Tuesday, April 23, 2013
The communities of Hollywood and Ravenel will have fewer stray animals this spring and summer due to a targeted spay and neuter campaign held last week.
“This is a great example of how targeted spay and neuter campaigns can be effective strategies in bringing down the overpopulation of unwanted animals,” said Joe Elmore, chief executive officer at Charleston Animal Society. “This was the third massive event launched in Hollywoood and Ravenel during the past 30 months and we continue to see the population of unwanted and stray animals come down. Accessible, affordable spay and neuter services are crucial in addressing the problem of overpopulation.”
The week-long campaign ended Sunday with a transport of nearly 70 animals.

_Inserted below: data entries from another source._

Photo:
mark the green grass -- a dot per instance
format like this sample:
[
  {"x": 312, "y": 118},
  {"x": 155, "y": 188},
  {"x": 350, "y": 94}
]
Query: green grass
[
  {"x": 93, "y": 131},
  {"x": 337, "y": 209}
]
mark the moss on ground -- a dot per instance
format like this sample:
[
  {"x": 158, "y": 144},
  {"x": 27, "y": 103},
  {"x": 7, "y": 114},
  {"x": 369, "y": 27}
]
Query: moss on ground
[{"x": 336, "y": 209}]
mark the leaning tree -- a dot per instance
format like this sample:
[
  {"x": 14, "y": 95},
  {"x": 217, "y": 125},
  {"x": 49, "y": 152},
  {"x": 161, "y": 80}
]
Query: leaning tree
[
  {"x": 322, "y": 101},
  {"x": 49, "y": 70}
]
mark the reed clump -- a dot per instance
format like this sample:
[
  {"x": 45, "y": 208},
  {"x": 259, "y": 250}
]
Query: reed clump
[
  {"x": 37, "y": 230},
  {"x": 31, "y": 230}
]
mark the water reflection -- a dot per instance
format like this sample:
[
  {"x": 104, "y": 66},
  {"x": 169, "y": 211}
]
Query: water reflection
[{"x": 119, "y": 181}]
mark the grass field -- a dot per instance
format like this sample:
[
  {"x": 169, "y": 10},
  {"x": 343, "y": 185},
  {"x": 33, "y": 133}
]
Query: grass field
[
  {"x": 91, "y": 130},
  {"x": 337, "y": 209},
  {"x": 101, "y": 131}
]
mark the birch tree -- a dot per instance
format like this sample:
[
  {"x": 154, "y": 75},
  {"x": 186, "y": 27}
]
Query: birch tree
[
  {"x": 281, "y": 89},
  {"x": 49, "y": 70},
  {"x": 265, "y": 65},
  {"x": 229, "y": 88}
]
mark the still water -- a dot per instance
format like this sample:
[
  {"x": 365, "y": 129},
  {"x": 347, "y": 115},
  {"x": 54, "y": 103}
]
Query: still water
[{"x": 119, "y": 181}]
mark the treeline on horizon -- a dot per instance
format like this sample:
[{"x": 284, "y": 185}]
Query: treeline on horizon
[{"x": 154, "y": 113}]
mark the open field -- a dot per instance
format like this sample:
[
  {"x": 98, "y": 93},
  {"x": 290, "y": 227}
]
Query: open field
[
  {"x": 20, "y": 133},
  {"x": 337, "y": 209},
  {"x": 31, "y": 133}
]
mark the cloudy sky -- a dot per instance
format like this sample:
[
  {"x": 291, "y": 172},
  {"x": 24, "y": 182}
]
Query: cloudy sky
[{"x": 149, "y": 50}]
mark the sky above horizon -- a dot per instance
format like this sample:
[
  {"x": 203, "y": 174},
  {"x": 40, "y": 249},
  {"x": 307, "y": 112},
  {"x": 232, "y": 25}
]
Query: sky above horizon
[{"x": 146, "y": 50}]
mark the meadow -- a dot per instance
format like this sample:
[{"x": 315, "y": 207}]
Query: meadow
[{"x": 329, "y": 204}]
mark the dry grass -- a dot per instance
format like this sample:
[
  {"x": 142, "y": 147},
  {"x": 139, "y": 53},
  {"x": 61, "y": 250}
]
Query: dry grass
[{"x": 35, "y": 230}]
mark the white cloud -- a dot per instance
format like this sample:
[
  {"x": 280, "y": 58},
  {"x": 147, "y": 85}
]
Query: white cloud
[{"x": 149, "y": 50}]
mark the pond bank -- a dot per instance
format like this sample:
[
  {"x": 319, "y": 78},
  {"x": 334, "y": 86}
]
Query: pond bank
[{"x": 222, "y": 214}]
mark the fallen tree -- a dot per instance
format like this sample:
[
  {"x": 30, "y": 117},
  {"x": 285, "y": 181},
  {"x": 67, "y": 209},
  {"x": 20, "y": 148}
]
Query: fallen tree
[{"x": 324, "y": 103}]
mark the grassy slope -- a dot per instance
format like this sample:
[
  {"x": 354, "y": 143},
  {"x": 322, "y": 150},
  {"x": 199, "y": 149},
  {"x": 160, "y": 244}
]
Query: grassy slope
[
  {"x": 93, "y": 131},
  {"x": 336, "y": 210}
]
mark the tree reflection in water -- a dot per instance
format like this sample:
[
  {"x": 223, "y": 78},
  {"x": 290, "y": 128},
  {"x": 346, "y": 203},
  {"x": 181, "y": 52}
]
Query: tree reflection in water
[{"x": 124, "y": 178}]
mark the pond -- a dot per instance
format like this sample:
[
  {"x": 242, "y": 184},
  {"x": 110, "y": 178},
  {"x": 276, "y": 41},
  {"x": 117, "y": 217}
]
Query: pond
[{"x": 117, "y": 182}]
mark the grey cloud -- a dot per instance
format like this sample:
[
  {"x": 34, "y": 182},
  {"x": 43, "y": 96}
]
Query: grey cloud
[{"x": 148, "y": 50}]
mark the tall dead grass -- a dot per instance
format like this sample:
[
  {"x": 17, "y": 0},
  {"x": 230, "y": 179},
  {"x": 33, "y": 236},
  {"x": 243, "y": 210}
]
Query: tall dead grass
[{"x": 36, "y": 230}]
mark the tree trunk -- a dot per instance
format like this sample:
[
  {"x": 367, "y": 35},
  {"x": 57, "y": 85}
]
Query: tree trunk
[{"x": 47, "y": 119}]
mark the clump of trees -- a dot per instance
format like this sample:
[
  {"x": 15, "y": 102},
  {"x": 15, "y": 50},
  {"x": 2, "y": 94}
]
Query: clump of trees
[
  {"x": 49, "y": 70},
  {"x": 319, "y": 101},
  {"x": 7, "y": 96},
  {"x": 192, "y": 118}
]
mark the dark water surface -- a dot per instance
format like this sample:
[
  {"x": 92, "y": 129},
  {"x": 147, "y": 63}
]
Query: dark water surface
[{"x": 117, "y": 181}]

Spaying and neutering animals is an integral strategy of Charleston Animal Society’s No Kill Charleston 2015 initiative, which aims to make Charleston County the first community in the Southeast where all healthy and treatable animals are saved.
Benefits of spaying or neutering pets are –
1. Your female pet will live a longer, healthier life.
Spaying helps prevent uterine infections and breast cancer, which is fatal in about 50 percent of dogs and 90 percent of cats. Spaying your pet before her first heat offers the best protection from these diseases.
2. Neutering provides major health benefits for your male. Besides preventing unwanted litters, neutering your male companion prevents testicular cancer, if done before six months of age.
3. Your spayed female won’t go into heat. While cycles can vary, female felines usually go into heat four to five days every three weeks during breeding season. In an effort to advertise for mates, they’ll yowl and urinate more frequently — sometimes all over the house.
4. Your male dog won’t want to roam away from home. An intact male will do just about anything to find a mate. That includes digging his way under the fence and making like Houdini to escape from the house. And once he’s free to roam, he risks injury in traffic and fights with other males.
5. Your neutered male will be much better behaved. Neutered cats and dogs focus their attention on their human families. On the other hand, unneutered dogs and cats may mark their territory by spraying strong-smelling urine all over the house. Many aggression problems can be avoided by early neutering.
6. Spaying or neutering will NOT make your pet fat. Don’t use that old excuse. Lack of exercise and overfeeding will cause your pet to pack on the extra pounds — not neutering. Your pet will remain fit and trim as long as you continue to provide exercise and monitor food intake.
7. It is highly cost-effective. The cost of your pet’s spay/neuter surgery is a lot less than the cost of having and caring for a litter. It also beats the cost of treatment when your unneutered tom escapes and gets into fights with the neighborhood stray.
8. Spaying and neutering your pet is good for the community. Stray animals pose a real problem in many parts of the country. They can prey on wildlife, cause car accidents, damage the local fauna and frighten children. Spaying and neutering packs a powerful punch in reducing the number of animals on the streets.
9. Your pet doesn’t need to have a litter for your children to learn about the miracle of birth. Letting your pet produce offspring you have no intention of keeping is not a good lesson for your children — especially when so many unwanted animals end up in shelters. There are tons of books and videos available to teach your children about birth in a responsible way.
10. Spaying and neutering helps fight pet overpopulation. Every year, millions of cats and dogs of all ages and breeds are euthanized or suffer as strays. These high numbers are the result of unplanned litters that could have been prevented by spaying
For nearly 10 years, Charleston Animal Society has spayed or neutered tens of thousands of animals and it will spay or neuter over 10,000 animals again this year, continuing to make it the largest spay and neuter provider in the state.